Welcome to the course blog for “Feminist and Queer Disability Politics,” a Spring 2016 undergraduate course in Gender Studies at Mount Holyoke College. You can find a PDF of the syllabus here.

If you have any questions, please email Dr. Eli Vitulli.


Course Description

This course explores the social construction, lived experiences, and politics of dis/ability in the US. Over the past few decades, disability scholars and activists have called for an approach to disability that moves away from the “medical model” of individual deficit, defect, and cure. Instead, they have argued for an understanding of disability as a historical, socio-cultural, and political formation, as a form of social meaning making that works within larger systems of power to privilege some and marginalize others.
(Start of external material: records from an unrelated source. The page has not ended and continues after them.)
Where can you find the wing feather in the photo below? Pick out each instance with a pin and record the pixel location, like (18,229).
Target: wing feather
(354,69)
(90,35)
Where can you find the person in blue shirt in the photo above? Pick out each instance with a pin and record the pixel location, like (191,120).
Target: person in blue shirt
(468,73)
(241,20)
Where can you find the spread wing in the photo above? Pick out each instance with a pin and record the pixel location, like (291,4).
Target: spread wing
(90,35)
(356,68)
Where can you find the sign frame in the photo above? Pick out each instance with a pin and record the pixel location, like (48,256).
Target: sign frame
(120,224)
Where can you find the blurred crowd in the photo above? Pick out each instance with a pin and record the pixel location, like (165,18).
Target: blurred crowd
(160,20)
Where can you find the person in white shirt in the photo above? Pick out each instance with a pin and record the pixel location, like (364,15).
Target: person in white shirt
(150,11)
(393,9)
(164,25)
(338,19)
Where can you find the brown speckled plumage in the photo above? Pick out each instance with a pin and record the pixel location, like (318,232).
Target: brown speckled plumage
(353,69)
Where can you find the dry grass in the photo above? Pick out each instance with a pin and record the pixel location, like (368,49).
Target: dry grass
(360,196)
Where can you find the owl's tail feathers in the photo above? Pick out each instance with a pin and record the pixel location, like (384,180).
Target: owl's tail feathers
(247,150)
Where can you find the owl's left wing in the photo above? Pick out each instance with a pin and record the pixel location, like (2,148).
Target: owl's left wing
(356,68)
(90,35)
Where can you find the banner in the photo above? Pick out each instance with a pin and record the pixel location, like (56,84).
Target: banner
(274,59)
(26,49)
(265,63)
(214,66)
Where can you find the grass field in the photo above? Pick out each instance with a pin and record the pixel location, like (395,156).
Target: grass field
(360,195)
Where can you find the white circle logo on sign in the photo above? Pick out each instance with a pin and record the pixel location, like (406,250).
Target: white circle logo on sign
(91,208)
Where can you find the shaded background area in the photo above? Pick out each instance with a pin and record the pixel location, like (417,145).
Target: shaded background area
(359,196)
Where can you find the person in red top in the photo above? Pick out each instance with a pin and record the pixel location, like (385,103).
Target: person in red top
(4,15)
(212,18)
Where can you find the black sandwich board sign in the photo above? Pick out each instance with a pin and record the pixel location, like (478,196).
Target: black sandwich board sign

Focusing on queer and feminist disability scholarship and activism, we will examine how disabled people and communities have challenged dominant constructions of disability, understood and experienced disability as a vector of oppression, and created disabled identities, communities, and politics. Throughout the semester we will consider the following questions: What is “disability”? How do disability, gender, sexuality, and race intersect? What is ableism and disability oppression? How have disabled people created identities, communities, and particular ways of knowing? How have feminist and queer disabled activists and scholars created new ways of thinking about bodies, norms, our built environment, intersectionality, and interdependency? What is disability justice?